The expensive reprimand centers around Fiat Chrysler’s use of illegal engine-controlled software, which allowed thousands of its diesel-fueled cars to produce false emissions tests results. The Environmental Protection Agency (EPA) argued the software allowed vehicles to disguise the actual amount of pollution emitted during regular driving.
The settlement marks the conclusion of a lawsuit first brought on by the Justice Department in 2017.
“Fiat Chrysler deceived consumers and the federal government by installing defeat devices on these vehicles that undermined important clean air protections,” EPA Acting Administrator Andrew Wheeler said in a prepared statement Thursday. “Today’s settlement sends a clear and strong signal to manufacturers and consumers that EPA will vigorously enforce the nation’s laws designed to protect the environment and public health.”
However, under the terms of the settlement, no admission of guilt is required from Fiat Chrysler. U.S. officials refrained from accusing the car manufacturer of intentionally creating software to cheat on emissions tests.

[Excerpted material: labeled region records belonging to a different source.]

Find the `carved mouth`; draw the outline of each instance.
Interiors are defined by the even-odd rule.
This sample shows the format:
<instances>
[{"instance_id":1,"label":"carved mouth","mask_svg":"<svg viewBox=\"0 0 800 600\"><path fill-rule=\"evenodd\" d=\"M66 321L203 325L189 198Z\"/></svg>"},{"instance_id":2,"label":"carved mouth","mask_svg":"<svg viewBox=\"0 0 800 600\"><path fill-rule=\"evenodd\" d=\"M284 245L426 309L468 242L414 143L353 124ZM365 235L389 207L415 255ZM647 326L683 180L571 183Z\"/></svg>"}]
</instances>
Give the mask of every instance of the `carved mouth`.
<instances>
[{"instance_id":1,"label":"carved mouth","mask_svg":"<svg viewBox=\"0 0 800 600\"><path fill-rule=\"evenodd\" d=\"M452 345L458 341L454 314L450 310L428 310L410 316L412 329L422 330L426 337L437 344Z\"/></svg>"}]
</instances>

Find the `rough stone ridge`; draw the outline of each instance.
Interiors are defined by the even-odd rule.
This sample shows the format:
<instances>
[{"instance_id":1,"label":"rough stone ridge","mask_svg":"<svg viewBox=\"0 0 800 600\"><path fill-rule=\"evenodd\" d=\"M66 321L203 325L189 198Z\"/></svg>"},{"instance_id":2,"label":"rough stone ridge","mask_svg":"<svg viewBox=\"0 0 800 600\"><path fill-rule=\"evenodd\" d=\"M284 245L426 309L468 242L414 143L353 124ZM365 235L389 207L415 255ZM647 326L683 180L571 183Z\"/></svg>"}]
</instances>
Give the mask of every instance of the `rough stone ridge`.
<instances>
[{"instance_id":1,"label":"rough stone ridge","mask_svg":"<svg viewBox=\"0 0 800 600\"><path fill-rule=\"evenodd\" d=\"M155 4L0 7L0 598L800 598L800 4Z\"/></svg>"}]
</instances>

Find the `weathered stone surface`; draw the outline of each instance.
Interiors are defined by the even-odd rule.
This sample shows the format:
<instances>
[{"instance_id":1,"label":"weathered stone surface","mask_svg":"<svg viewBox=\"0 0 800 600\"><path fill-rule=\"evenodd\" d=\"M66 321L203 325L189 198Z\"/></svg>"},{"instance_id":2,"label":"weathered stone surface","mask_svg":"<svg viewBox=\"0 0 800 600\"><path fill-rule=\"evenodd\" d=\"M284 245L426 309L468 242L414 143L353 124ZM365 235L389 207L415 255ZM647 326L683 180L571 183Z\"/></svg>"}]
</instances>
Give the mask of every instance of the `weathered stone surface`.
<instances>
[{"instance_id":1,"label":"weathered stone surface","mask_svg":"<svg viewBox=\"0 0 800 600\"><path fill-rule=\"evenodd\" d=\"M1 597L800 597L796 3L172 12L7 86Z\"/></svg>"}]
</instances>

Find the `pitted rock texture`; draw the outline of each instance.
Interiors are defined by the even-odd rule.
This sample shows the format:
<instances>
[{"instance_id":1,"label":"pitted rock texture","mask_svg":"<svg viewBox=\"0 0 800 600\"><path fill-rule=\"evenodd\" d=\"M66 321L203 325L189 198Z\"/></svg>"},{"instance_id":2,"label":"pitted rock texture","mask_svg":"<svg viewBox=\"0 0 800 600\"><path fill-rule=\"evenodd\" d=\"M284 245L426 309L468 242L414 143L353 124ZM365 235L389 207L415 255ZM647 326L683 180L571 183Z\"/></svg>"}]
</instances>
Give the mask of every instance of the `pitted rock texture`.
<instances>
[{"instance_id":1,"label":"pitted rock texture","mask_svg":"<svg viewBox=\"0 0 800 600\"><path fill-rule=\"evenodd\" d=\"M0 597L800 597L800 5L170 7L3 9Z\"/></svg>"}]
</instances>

The specific vehicles to be recalled include diesel-powered Ram 1500 and Jeep Grand Cherokee from the 2014-2016 model years. The recalled vehicles — which are equipped with the “EcoDiesel” 3.0-liter engines — are to be installed with new software.
“Fiat Chrysler broke those laws and this case demonstrates that steep penalties await corporations that engage in such egregious violations,” Principal Deputy Associate Attorney General Jesse Panuccio stated Thursday. “Assistant Attorney General Jeff Clark, and his team in the Environment and Natural Resources Division, are to be commended for securing significant relief in this case for the American people.”
While the Fiat Chrysler’s penalty is massive, it is a fraction of what Volkswagen paid for its own emissions scandal.
Volkswagen in 2015 was caught installing “defeat devices” in its vehicles, a technology that reduced vehicles’ emissions when undergoing tests by the EPA to ensure Clean Air Act compliance. The German car manufacturer subsequently admitted to cheating on emissions tests and pleaded guilty to conspiracy to commit wire fraud — an international scandal that has cost the company over $30 billion in fines.